1. Role of the Parser
Token Stream
|
v
+---------+
| Parser | <---> Symbol Table
+---------+
|
v
Parse Tree / AST
The main roles of the parser are:
- Syntax Verification: Confirms that the token stream conforms to the grammar.
- Syntax Tree Generation: Used for subsequent semantic analysis and code generation.
- Error Reporting: Reports the location and type of syntax errors.
- Error Recovery: Continues parsing after errors to find additional errors.
2. Context-Free Grammar (CFG) Review
A context-free grammar G is defined as a 4-tuple (V, T, P, S):
- V: Set of nonterminals
- T: Set of terminals
- P: Set of productions
- S: Start symbol (an element of V)
Notation Conventions
Uppercase: Nonterminals (A, B, S, E, T, F, ...)
Lowercase: Terminals (a, b, c, +, *, (, ), ...)
Greek letters: Strings of grammar symbols (alpha, beta, gamma, ...)

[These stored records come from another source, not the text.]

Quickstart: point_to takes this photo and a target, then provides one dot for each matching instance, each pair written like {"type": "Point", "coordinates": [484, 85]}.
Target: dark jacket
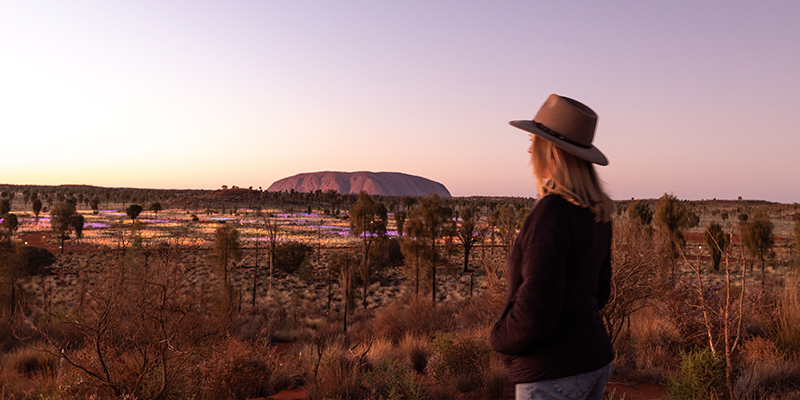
{"type": "Point", "coordinates": [559, 273]}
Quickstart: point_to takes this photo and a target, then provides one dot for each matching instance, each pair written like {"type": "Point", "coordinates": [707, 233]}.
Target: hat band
{"type": "Point", "coordinates": [560, 136]}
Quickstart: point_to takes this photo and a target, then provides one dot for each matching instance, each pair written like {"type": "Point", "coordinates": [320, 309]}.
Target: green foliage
{"type": "Point", "coordinates": [5, 206]}
{"type": "Point", "coordinates": [504, 217]}
{"type": "Point", "coordinates": [61, 220]}
{"type": "Point", "coordinates": [640, 212]}
{"type": "Point", "coordinates": [391, 379]}
{"type": "Point", "coordinates": [717, 242]}
{"type": "Point", "coordinates": [386, 253]}
{"type": "Point", "coordinates": [757, 236]}
{"type": "Point", "coordinates": [672, 217]}
{"type": "Point", "coordinates": [290, 256]}
{"type": "Point", "coordinates": [94, 203]}
{"type": "Point", "coordinates": [469, 231]}
{"type": "Point", "coordinates": [796, 218]}
{"type": "Point", "coordinates": [76, 222]}
{"type": "Point", "coordinates": [36, 206]}
{"type": "Point", "coordinates": [9, 226]}
{"type": "Point", "coordinates": [133, 211]}
{"type": "Point", "coordinates": [701, 375]}
{"type": "Point", "coordinates": [460, 360]}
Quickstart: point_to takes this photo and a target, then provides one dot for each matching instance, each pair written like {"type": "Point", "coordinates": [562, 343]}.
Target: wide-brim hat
{"type": "Point", "coordinates": [569, 124]}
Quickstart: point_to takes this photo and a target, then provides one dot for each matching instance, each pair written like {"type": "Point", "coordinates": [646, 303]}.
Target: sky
{"type": "Point", "coordinates": [697, 99]}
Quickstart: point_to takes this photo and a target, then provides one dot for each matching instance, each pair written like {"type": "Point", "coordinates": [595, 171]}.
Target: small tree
{"type": "Point", "coordinates": [505, 217]}
{"type": "Point", "coordinates": [61, 216]}
{"type": "Point", "coordinates": [227, 249]}
{"type": "Point", "coordinates": [5, 206]}
{"type": "Point", "coordinates": [36, 205]}
{"type": "Point", "coordinates": [369, 221]}
{"type": "Point", "coordinates": [757, 238]}
{"type": "Point", "coordinates": [77, 221]}
{"type": "Point", "coordinates": [469, 232]}
{"type": "Point", "coordinates": [344, 262]}
{"type": "Point", "coordinates": [94, 203]}
{"type": "Point", "coordinates": [717, 242]}
{"type": "Point", "coordinates": [640, 212]}
{"type": "Point", "coordinates": [291, 256]}
{"type": "Point", "coordinates": [399, 221]}
{"type": "Point", "coordinates": [155, 208]}
{"type": "Point", "coordinates": [796, 218]}
{"type": "Point", "coordinates": [672, 217]}
{"type": "Point", "coordinates": [434, 216]}
{"type": "Point", "coordinates": [133, 211]}
{"type": "Point", "coordinates": [9, 225]}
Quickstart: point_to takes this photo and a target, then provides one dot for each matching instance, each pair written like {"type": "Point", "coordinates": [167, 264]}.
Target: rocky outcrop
{"type": "Point", "coordinates": [383, 183]}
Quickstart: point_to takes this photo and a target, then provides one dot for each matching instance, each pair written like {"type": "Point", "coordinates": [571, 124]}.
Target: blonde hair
{"type": "Point", "coordinates": [571, 177]}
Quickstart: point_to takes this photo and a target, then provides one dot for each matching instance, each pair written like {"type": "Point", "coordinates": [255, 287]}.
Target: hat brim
{"type": "Point", "coordinates": [591, 154]}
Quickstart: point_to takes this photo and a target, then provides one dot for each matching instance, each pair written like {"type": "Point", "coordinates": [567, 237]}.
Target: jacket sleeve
{"type": "Point", "coordinates": [533, 311]}
{"type": "Point", "coordinates": [604, 283]}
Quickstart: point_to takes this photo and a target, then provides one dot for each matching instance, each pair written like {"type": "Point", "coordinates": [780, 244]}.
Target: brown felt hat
{"type": "Point", "coordinates": [569, 124]}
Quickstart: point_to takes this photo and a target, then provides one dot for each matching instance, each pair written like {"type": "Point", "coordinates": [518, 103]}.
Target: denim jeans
{"type": "Point", "coordinates": [586, 386]}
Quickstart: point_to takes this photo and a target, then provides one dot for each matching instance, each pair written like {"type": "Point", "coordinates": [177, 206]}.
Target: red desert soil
{"type": "Point", "coordinates": [640, 391]}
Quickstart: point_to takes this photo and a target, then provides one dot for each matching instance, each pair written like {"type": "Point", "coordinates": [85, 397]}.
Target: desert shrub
{"type": "Point", "coordinates": [640, 212]}
{"type": "Point", "coordinates": [392, 379]}
{"type": "Point", "coordinates": [238, 370]}
{"type": "Point", "coordinates": [375, 351]}
{"type": "Point", "coordinates": [290, 256]}
{"type": "Point", "coordinates": [460, 360]}
{"type": "Point", "coordinates": [27, 360]}
{"type": "Point", "coordinates": [339, 376]}
{"type": "Point", "coordinates": [494, 380]}
{"type": "Point", "coordinates": [415, 350]}
{"type": "Point", "coordinates": [645, 351]}
{"type": "Point", "coordinates": [764, 371]}
{"type": "Point", "coordinates": [417, 316]}
{"type": "Point", "coordinates": [639, 273]}
{"type": "Point", "coordinates": [787, 320]}
{"type": "Point", "coordinates": [701, 375]}
{"type": "Point", "coordinates": [386, 253]}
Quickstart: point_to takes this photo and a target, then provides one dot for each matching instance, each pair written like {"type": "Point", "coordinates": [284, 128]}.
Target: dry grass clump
{"type": "Point", "coordinates": [347, 374]}
{"type": "Point", "coordinates": [701, 375]}
{"type": "Point", "coordinates": [238, 370]}
{"type": "Point", "coordinates": [417, 316]}
{"type": "Point", "coordinates": [787, 320]}
{"type": "Point", "coordinates": [765, 372]}
{"type": "Point", "coordinates": [462, 361]}
{"type": "Point", "coordinates": [415, 350]}
{"type": "Point", "coordinates": [646, 351]}
{"type": "Point", "coordinates": [27, 373]}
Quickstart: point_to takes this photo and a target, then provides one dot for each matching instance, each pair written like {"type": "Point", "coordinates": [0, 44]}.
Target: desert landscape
{"type": "Point", "coordinates": [243, 294]}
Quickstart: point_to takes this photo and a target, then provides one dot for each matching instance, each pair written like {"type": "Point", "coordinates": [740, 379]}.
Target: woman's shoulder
{"type": "Point", "coordinates": [550, 208]}
{"type": "Point", "coordinates": [553, 203]}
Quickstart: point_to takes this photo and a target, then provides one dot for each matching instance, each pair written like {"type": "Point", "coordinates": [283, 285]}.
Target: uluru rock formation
{"type": "Point", "coordinates": [383, 183]}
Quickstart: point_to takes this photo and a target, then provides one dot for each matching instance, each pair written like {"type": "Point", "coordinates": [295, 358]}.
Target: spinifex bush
{"type": "Point", "coordinates": [460, 360]}
{"type": "Point", "coordinates": [416, 351]}
{"type": "Point", "coordinates": [701, 375]}
{"type": "Point", "coordinates": [764, 371]}
{"type": "Point", "coordinates": [239, 370]}
{"type": "Point", "coordinates": [140, 322]}
{"type": "Point", "coordinates": [391, 379]}
{"type": "Point", "coordinates": [787, 322]}
{"type": "Point", "coordinates": [417, 316]}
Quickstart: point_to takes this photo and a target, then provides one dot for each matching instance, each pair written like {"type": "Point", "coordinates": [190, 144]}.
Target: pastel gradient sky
{"type": "Point", "coordinates": [701, 99]}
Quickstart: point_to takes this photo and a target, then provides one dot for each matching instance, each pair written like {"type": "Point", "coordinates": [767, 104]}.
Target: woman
{"type": "Point", "coordinates": [550, 334]}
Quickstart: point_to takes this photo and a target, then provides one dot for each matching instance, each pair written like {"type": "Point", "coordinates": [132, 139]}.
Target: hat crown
{"type": "Point", "coordinates": [569, 118]}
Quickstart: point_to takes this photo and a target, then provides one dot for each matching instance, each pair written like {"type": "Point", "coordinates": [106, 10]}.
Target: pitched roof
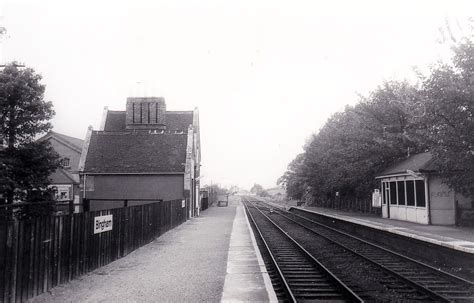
{"type": "Point", "coordinates": [115, 121]}
{"type": "Point", "coordinates": [136, 152]}
{"type": "Point", "coordinates": [61, 176]}
{"type": "Point", "coordinates": [175, 120]}
{"type": "Point", "coordinates": [418, 163]}
{"type": "Point", "coordinates": [71, 141]}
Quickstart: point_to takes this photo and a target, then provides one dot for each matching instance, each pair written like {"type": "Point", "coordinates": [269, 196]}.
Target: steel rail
{"type": "Point", "coordinates": [415, 284]}
{"type": "Point", "coordinates": [353, 296]}
{"type": "Point", "coordinates": [282, 278]}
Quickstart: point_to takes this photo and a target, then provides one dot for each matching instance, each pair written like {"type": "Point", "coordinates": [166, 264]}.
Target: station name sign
{"type": "Point", "coordinates": [103, 223]}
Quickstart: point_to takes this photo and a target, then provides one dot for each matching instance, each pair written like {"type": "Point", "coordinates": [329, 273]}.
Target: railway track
{"type": "Point", "coordinates": [412, 279]}
{"type": "Point", "coordinates": [302, 277]}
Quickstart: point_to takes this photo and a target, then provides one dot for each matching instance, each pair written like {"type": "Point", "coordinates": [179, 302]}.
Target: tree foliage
{"type": "Point", "coordinates": [25, 164]}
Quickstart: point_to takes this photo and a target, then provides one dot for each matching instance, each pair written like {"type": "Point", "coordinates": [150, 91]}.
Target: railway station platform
{"type": "Point", "coordinates": [210, 258]}
{"type": "Point", "coordinates": [452, 237]}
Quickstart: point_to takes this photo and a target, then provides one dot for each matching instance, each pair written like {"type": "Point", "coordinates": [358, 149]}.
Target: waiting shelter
{"type": "Point", "coordinates": [412, 190]}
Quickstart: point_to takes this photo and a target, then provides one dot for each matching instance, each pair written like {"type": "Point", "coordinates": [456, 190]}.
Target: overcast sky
{"type": "Point", "coordinates": [265, 75]}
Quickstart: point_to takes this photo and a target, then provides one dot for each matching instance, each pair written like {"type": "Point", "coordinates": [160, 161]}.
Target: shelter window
{"type": "Point", "coordinates": [420, 193]}
{"type": "Point", "coordinates": [384, 193]}
{"type": "Point", "coordinates": [401, 192]}
{"type": "Point", "coordinates": [410, 187]}
{"type": "Point", "coordinates": [393, 192]}
{"type": "Point", "coordinates": [65, 162]}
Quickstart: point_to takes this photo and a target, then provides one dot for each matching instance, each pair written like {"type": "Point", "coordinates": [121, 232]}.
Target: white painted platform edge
{"type": "Point", "coordinates": [397, 230]}
{"type": "Point", "coordinates": [266, 278]}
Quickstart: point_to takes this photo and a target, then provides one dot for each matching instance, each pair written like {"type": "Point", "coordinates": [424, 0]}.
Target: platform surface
{"type": "Point", "coordinates": [458, 238]}
{"type": "Point", "coordinates": [209, 258]}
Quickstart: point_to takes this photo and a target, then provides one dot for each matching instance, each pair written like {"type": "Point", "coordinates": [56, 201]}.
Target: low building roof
{"type": "Point", "coordinates": [62, 176]}
{"type": "Point", "coordinates": [75, 143]}
{"type": "Point", "coordinates": [419, 163]}
{"type": "Point", "coordinates": [136, 152]}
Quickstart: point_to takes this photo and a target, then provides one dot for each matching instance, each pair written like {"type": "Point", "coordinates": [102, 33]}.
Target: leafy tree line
{"type": "Point", "coordinates": [396, 119]}
{"type": "Point", "coordinates": [25, 164]}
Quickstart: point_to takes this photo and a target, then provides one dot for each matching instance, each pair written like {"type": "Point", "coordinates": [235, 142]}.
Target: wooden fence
{"type": "Point", "coordinates": [40, 253]}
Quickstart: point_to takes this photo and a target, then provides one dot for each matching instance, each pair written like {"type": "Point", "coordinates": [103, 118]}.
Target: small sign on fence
{"type": "Point", "coordinates": [376, 198]}
{"type": "Point", "coordinates": [103, 223]}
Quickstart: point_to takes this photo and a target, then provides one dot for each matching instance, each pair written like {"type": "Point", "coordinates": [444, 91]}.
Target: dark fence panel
{"type": "Point", "coordinates": [40, 253]}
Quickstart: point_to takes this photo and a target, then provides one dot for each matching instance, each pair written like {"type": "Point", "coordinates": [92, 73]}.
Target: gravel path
{"type": "Point", "coordinates": [185, 264]}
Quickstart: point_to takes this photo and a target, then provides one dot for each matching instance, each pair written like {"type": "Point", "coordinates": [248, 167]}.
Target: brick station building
{"type": "Point", "coordinates": [144, 152]}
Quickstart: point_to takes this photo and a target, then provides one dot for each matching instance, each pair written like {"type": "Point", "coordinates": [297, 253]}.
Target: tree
{"type": "Point", "coordinates": [256, 189]}
{"type": "Point", "coordinates": [357, 144]}
{"type": "Point", "coordinates": [293, 180]}
{"type": "Point", "coordinates": [24, 114]}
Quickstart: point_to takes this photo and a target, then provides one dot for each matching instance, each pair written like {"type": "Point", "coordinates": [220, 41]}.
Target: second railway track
{"type": "Point", "coordinates": [373, 273]}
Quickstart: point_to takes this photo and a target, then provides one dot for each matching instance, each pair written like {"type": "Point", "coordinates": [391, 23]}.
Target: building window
{"type": "Point", "coordinates": [393, 193]}
{"type": "Point", "coordinates": [420, 193]}
{"type": "Point", "coordinates": [65, 162]}
{"type": "Point", "coordinates": [401, 192]}
{"type": "Point", "coordinates": [410, 186]}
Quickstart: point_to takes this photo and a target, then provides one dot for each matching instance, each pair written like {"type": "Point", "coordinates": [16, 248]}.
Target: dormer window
{"type": "Point", "coordinates": [65, 162]}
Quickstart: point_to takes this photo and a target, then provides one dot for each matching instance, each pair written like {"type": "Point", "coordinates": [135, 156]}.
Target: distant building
{"type": "Point", "coordinates": [413, 191]}
{"type": "Point", "coordinates": [144, 152]}
{"type": "Point", "coordinates": [65, 180]}
{"type": "Point", "coordinates": [278, 192]}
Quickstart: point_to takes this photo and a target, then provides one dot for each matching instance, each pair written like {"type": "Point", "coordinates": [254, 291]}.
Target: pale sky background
{"type": "Point", "coordinates": [265, 75]}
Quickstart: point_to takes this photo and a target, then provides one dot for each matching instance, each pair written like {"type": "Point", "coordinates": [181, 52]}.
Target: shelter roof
{"type": "Point", "coordinates": [175, 120]}
{"type": "Point", "coordinates": [418, 163]}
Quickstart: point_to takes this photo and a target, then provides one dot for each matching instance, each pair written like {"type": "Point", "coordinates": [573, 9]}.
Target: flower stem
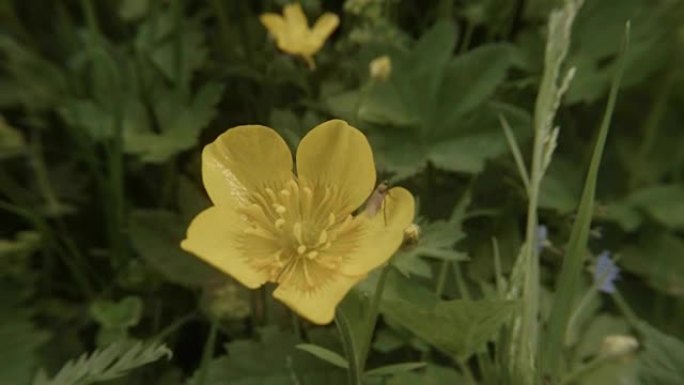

Formal Definition of Derivation
If A -> gamma is a production, then alpha A beta can derive alpha gamma beta.
E -> E + T | T
T -> T * F | F
F -> ( E ) | id
Leftmost derivation example: id + id * id
E => E + T => T + T => F + T => id + T
=> id + T * F => id + F * F => id + id * F => id + id * id
3. Grammar Refinement
There are cases where the grammar needs to be transformed for Top-Down parsing.
3.1 Ambiguity Elimination
A classic example of ambiguous grammar is the dangling else problem.
// Ambiguous grammar
stmt -> if expr then stmt
| if expr then stmt else stmt
| other
In if E1 then if E2 then S1 else S2, it is ambiguous which if the else matches.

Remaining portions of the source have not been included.